13. März 1781 in Neuruppin

Heute vor 240 Jahren

Vielen gilt er als der größte deutsche Architekt. Er prägt mit seinen Bauten wie kein anderer Berlin und Potsdam, ist stilbildend für das 19. Jahrhundert. Am heutigen Tag wird im preußischen Neuruppin Karl Friedrich Schinkel geboren. Nach dem frühen Verlust seines Vaters infolge des Brandes seiner Heimatstadt, siedelt Schinkel mit seiner Mutter nach Berlin über, besucht das Gymnasium zum Grauen Kloster. Schinkel interessiert sich schon früh für Kunst, besucht viele Ausstellungen und lernt bei einer Akademieausstellung 1796 den Architekten Friedrich Gilly kennen, dessen Schüler er wird. Nach dem Tod Gillys kann er teilweise dessen Projekte weiterführen.

Schinkel begibt sich 1803 auf eine Reise nach Italien und Frankreich, entwirft als Bühnenbildner etwa auch die Kulisse für „Die Zauberflöte“ und steigt schnell auf: Das Kronprinzenpaar Friedrich Wilhelm und Luise wird auf ihn aufmerksam. Er soll das Schlafgemach im Kronprinzenpalais neu gestalten und wird bald zum Innenarchitekten des preußischen Königshauses, dann Oberbaurat, Professor der Bauakademie schließlich Oberbaudirektor und ab 1839 Oberlandesbaudirektor. Seine architektonischen Meisterwerke prägen das Herz Preußens – er entwirft die Neue Wache (1816), den Neubau des 1817 abgebrannten Schauspielhauses am Gendarmenmarkt (1818-21), das Alte Museum (1824-28), Schloss Klein-Glienicke (1824-1837), die Potsdamer Nikolaikirche (1830-35), die Friedrichswerdersche Kirche, die Berliner Bauakademie (1832-1836) und viele mehr. Er hilft auch entscheidend beim Weiterbau des Kölner Doms. Schinkel prägt die folgende Architektengeneration, beeinflusst die Baugeschichte eines ganzen Jahrhunderts, nicht nur in Klassizismus und Historismus, und begründet die staatliche Denkmalpflege in Preußen. Dabei verkörpert Schinkel immer das gewissenhafte Idealbild des preußischen Beamten.

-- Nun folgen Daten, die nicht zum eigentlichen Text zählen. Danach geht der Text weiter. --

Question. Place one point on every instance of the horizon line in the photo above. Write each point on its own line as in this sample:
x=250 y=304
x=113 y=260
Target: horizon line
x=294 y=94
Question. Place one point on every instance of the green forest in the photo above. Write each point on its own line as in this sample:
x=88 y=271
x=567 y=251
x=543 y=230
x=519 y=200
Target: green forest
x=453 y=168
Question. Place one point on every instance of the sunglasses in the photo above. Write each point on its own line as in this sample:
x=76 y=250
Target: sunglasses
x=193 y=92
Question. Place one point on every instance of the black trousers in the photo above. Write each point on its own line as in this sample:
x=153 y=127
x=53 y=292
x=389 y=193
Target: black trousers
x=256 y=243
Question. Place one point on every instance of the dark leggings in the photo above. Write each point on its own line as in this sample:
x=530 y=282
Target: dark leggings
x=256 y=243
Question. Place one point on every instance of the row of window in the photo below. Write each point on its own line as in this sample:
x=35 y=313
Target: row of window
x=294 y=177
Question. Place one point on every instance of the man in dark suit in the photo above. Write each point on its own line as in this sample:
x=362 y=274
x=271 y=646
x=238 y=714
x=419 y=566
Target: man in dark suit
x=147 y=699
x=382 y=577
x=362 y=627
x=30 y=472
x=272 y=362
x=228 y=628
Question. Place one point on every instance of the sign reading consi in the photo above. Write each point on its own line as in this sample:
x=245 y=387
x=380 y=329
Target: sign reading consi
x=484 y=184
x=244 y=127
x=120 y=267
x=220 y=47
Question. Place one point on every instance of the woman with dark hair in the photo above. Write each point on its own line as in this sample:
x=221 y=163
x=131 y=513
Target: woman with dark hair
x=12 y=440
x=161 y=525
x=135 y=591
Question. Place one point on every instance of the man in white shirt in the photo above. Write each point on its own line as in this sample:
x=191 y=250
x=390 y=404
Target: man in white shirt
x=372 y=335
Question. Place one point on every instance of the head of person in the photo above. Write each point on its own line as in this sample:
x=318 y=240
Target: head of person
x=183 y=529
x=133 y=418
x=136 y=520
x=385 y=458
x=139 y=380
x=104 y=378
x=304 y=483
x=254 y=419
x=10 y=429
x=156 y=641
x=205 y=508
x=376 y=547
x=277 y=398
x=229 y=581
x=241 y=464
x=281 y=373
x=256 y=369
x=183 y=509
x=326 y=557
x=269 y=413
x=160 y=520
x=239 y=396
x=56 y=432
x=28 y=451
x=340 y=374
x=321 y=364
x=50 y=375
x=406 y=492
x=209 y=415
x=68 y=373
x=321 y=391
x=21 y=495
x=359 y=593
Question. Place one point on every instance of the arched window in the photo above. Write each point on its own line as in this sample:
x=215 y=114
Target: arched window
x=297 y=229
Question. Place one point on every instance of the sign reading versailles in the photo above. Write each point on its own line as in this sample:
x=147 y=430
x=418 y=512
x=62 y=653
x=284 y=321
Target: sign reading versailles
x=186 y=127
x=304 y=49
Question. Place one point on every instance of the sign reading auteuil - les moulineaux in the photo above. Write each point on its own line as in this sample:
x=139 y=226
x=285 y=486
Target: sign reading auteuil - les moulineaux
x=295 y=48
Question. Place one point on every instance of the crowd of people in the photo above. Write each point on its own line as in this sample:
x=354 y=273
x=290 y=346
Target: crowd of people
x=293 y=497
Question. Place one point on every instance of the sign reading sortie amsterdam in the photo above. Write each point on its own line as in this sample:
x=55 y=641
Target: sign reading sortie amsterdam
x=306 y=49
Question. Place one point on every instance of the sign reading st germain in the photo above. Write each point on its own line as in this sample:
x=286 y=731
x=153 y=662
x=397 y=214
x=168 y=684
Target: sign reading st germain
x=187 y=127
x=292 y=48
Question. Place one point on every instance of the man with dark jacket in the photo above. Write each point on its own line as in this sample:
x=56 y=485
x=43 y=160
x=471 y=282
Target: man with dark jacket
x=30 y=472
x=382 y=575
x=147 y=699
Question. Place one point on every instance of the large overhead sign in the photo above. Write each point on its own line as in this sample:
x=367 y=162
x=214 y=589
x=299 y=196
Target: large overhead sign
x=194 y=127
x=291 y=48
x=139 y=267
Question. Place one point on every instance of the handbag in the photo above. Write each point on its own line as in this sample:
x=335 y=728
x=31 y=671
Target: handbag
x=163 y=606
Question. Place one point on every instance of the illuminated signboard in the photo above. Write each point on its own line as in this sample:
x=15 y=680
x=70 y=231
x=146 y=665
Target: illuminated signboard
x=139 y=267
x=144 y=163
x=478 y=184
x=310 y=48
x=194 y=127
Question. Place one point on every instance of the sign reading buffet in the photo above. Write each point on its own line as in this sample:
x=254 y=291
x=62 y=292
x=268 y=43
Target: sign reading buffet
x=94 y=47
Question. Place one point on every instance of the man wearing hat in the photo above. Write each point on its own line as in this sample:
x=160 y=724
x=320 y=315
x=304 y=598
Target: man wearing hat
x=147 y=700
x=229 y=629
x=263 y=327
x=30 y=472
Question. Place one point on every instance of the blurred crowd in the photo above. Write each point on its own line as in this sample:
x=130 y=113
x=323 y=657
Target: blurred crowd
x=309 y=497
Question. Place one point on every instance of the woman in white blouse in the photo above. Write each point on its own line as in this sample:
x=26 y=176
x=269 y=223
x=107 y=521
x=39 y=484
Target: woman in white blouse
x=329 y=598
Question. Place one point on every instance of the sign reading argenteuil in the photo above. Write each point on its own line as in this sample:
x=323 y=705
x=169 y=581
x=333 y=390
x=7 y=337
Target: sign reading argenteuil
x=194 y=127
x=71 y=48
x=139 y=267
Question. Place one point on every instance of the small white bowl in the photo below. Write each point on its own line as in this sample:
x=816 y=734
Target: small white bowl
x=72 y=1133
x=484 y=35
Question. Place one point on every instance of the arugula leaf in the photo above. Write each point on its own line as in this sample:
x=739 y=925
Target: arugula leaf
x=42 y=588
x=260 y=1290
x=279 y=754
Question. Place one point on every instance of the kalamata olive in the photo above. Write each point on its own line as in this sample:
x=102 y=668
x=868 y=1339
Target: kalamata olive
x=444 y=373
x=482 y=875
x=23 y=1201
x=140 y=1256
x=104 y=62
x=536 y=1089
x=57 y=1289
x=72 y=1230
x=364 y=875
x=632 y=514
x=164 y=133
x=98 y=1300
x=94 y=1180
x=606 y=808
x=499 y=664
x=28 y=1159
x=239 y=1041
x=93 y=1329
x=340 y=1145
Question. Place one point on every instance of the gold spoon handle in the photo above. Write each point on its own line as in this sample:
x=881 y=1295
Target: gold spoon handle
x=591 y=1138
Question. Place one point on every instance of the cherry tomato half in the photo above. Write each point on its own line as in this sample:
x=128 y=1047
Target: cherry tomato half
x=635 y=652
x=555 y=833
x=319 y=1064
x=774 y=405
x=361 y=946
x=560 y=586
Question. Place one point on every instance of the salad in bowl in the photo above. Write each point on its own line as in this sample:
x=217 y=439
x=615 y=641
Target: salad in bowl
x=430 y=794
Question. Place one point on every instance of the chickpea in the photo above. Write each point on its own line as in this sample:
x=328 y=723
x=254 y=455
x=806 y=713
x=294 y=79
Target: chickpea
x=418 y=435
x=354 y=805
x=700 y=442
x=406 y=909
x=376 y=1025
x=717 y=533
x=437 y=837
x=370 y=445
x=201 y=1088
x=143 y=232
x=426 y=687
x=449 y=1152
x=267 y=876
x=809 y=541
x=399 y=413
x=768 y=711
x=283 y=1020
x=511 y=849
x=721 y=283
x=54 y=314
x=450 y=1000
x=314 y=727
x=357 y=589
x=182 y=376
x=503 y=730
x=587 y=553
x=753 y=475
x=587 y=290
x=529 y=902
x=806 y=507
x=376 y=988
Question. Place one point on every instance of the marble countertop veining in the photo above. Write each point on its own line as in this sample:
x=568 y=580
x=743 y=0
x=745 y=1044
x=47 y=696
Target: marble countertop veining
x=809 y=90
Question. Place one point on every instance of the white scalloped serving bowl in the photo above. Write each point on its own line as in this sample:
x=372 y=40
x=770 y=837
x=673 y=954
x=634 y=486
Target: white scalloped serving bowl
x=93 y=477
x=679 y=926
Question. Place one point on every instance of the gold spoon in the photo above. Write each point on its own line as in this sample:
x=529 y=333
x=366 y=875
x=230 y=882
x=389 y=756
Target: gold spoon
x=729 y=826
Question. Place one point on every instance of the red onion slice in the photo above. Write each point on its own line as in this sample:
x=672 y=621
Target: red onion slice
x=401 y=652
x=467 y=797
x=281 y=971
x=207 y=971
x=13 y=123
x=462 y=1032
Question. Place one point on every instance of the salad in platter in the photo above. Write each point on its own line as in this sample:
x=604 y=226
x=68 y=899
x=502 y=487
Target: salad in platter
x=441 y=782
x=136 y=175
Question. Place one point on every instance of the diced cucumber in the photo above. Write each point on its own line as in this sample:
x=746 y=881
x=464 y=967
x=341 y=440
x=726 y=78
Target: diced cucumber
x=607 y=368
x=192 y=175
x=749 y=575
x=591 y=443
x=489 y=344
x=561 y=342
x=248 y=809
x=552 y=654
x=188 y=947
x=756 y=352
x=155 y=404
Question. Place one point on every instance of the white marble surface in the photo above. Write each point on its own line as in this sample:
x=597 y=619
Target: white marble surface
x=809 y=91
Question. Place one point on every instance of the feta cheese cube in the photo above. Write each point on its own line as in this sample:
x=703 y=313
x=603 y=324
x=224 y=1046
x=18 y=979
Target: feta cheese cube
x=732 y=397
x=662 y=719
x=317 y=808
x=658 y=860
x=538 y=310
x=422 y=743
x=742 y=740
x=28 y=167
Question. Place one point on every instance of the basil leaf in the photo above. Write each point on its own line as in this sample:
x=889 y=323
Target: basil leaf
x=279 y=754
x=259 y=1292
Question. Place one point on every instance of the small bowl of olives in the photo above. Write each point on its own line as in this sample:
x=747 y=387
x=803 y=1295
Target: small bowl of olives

Die ständige Belastung durch seine vielfältigen Tätigkeiten und Ämter bringen dem unermüdlich Schaffenden ab Mitte der 1820er Jahre aber zunehmend gesundheitliche Probleme ein. Schinkel helfen auch längere Kuraufenthalte nicht, schließlich erleidet er im Alter von 59 Jahren einen Zusammenbruch und höchstwahrscheinlich einen Schlaganfall. Von da an ist er ans Bett gefesselt und ein Jahr später im Oktober 1841. Seine Ideen, Schriften und Formenlehre leben fort. Karl Friedrich Schinkels Bedeutung lässt sich in der gelungenen Symbiose von antiken Baustilen, mittelalterlichen und frühindustriellen Architekturvorstellungen greifen. Er verbindet Neues mit Altem, Kunst und repräsentativen Glanz, Natur mit Stadt und Funktionalität mit Ornamentik. So ist Bettina von Arnims Bezeichnung Schinkels als „enthusiastischem Weltverschönerer“ mehr als gerechtfertigt.